Berpesan untuk pulang cepat menjemput Bolt dan membuatkan makanan nyatanya tidak dilakukan. Bahkan bocah berusia 7 tahun itu harus memesan makanan siap saji dan nyaris dibawa pergi oleh orang asing jika saja Choji—tetangga mereka—tidak melihat kejadian tersebut. Langsung saja hal tersebut diceritakan oleh Karui—istrinya—pagi tadi saat Ino baru pulang.
Lebih parah lagi yang Ino dengar dari Bolt, lelaki itu baru pulang ke rumah—apartement—pukul 3 pagi saat Bolt terbangun untuk buang air kecil. Jangan lupa bahwa ia pulang ke rumah dalam keadaan mabuk!
Memikirkan tentang kakak laki-lakinya itu memang membuat Ino bisa tampak lebih tua seketika—tak ada habisnya. Kejadian 4 tahun yang lalu sepertinya masih berbekas dihatinya, meninggalkan luka yang sulit untuk disembuhkan. Ujung mata Ino melirik Bolt sekilas dan menarik nafas panjang.
Bolt membutuhkan sesosok Ibu
Sosok ibu asli, bukan sosok ibu palsu seperti dirinya. Ino memang menyayangi Bolt dengan tulus, menganggap lelaki itu putranya dan bertingkah layaknya ibu muda 4 tahun terakhir ini, namun ia tahu bahwa lubang dihati Bolt hanya dapat ditutupi oleh sosok ibu sungguhan.

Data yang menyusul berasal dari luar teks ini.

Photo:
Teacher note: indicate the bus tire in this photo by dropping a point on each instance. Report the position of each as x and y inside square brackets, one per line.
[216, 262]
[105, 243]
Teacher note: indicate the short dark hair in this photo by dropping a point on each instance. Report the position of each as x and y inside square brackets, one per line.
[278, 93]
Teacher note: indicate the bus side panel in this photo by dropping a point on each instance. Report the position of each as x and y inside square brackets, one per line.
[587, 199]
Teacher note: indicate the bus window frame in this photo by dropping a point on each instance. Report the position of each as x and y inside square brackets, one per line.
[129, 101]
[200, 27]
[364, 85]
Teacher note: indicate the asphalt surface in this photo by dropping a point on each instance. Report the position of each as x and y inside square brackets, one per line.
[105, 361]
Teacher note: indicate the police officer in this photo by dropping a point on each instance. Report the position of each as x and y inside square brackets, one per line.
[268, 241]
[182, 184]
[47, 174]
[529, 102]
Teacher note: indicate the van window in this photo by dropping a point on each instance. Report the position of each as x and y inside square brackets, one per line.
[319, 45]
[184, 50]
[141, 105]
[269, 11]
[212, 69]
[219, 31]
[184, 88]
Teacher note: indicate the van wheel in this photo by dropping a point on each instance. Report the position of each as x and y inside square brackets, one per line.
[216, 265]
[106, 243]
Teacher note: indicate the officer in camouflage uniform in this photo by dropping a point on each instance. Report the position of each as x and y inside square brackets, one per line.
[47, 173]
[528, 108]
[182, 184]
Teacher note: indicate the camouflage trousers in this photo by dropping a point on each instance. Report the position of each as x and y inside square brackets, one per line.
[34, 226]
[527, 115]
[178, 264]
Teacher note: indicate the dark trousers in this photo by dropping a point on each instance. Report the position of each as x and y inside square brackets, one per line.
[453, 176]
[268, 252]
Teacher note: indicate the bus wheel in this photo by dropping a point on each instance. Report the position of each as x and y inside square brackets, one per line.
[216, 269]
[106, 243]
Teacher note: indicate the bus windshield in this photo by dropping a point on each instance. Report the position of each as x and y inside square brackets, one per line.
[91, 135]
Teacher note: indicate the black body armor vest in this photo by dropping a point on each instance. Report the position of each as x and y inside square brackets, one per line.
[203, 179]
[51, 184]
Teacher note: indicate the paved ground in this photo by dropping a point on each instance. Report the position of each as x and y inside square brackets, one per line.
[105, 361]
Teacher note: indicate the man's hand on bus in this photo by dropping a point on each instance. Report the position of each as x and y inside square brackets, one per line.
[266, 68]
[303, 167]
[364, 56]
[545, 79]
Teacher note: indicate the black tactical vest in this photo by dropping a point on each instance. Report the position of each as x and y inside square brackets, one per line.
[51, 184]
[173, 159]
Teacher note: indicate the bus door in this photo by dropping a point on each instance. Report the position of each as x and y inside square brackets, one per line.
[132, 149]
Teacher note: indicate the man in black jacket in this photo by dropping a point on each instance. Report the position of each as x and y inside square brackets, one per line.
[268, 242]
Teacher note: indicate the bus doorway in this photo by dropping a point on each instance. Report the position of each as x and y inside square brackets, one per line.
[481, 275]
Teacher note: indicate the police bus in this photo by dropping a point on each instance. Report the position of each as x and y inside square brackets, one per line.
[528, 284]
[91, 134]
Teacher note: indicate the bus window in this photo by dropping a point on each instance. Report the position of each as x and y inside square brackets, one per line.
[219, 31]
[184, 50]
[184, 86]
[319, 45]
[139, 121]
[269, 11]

Alasan kenapa kemarin Ino tak pulang dan menginap dirumah orang tuanya adalah untuk membahas masalah Naruto. Ia ingat saat Kushina dan Minato berkata tak mungkin ia akan mengambil peran sebagai ibu Bolt selamanya, kekhawatiran tersebut membuat Kushina mulai sibuk mencari-cari pendamping baru bagi Naruto secara diam-diam. Melihat orang tuanya yang tampak seperti itu, tak tega rasanya jika Ino berkata jujur tentang kehidupan seks Naruto selama 4 tahun ini. Ino tidak bodoh, bahkan walaupun Naruto menutupinya ia tahu bahwa alasan lelaki itu tak pulang sampai menjelang pagi adalah untuk melakukan hal nista itu dengan para pelacur di bar langganannya.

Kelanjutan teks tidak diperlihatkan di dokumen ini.